A large body of additional evidence indicates that B cells are abnormal in human SLE, with defects ranging from increased calcium flux on signaling through the BCR to high or aberrant expression of costimulatory molecules such as CD80, CD86, and CD40 ligand. B-cell alterations in SLE peripheral blood seem to be more prominent and fluid than in other autoimmune diseases. A range of abnormalities in B-cell homeostasis in SLE have been observed, including a naive B-cell lymphopenia, expansion of peripheral blood plasma cells, increased transitional B cells, and expansion of activated memory B-cell subsets. The authors surmise that this reflects the systemic nature of the autoimmune process with frequent cycles of activation, differentiation, and traffic between secondary lymphoid organs and target tissues. The frequency and absolute number of PCs in peripheral blood has correlated with disease activity and antidouble-stranded DNA (anti-dsDNA) titers. More recent studies have begun to refine subsets of PCs, including a human leukocyte antigen (HLA) dopamine receptor high fraction, that may better delineate plasmablasts enriched for autoreactivity and correlating with disease activity. Similarly, the authors’ group has elucidated the heterogeneity that exists in human B-cell memory and found that active patients with SLE have an expansion of effector memory B-cell populations positive for markers of homing to sites of systemic inflammation (CXCR3+) and negative for lymphoid homing markers (CD62L−).

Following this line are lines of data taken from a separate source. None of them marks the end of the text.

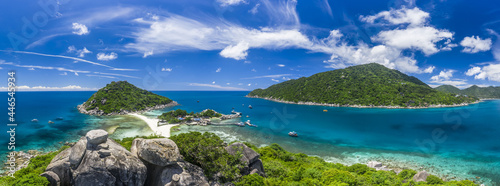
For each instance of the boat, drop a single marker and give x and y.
(293, 134)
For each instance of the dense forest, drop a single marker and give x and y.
(368, 85)
(122, 95)
(474, 90)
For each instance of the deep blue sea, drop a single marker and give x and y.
(453, 143)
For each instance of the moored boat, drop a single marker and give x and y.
(293, 134)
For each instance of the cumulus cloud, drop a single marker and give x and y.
(230, 2)
(417, 38)
(474, 44)
(45, 88)
(80, 29)
(490, 72)
(107, 57)
(79, 52)
(413, 17)
(215, 86)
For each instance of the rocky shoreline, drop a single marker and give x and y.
(359, 106)
(83, 109)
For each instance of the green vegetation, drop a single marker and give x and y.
(173, 115)
(122, 95)
(31, 174)
(474, 90)
(370, 84)
(207, 151)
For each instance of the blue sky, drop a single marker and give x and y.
(244, 44)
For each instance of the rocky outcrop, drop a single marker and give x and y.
(84, 109)
(250, 158)
(164, 164)
(420, 176)
(96, 160)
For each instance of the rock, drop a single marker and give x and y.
(77, 151)
(160, 152)
(420, 176)
(249, 155)
(52, 177)
(178, 173)
(374, 164)
(60, 165)
(96, 137)
(104, 162)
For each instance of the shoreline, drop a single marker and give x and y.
(360, 106)
(163, 130)
(96, 112)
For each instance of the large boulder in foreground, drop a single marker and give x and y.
(249, 157)
(96, 160)
(164, 164)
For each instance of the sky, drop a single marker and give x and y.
(243, 44)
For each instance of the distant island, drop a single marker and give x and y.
(490, 92)
(369, 85)
(118, 98)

Other groups have found a subset of CD27-IgD-CD95+ memory B cells with an activated phenotype that correlated with disease activity and serologic abnormality. Abnormal expansion of peripheral blood B cells with a pre-GC phenotype has also been reported and proposed to indicate exuberant or abnormally regulated GC reactions in SLE. However, in many cases these cells may actually represent immature transitional B cells as opposed to pre-GC cells.


Overall, the frequency of these diverse B-cell subset abnormalities, their association with each other and other immunologic abnormalities, and relationship with disease activity and disease subsets remain to be better elucidated in larger longitudinal cohorts of patients with SLE. However, several of the B-cell targeted therapies have been shown to reverse at least some of these peripheral B-cell abnormalities. For example, the authors have shown that CD20 targeted BCD normalizes naive lymphopenia, effector memory B-cell expansion (CD27-IgD- double-negative B cells), the presence of PC precursors, and expansion of autoreactive memory B-cell populations. In other studies, BAFF blockade has also been shown to alter peripheral B-cell homeostasis in SLE with decreases in transitional B cells, naive B cells, and plasmablasts, but with less significant effects on the memory B-cell compartment at least at early time points.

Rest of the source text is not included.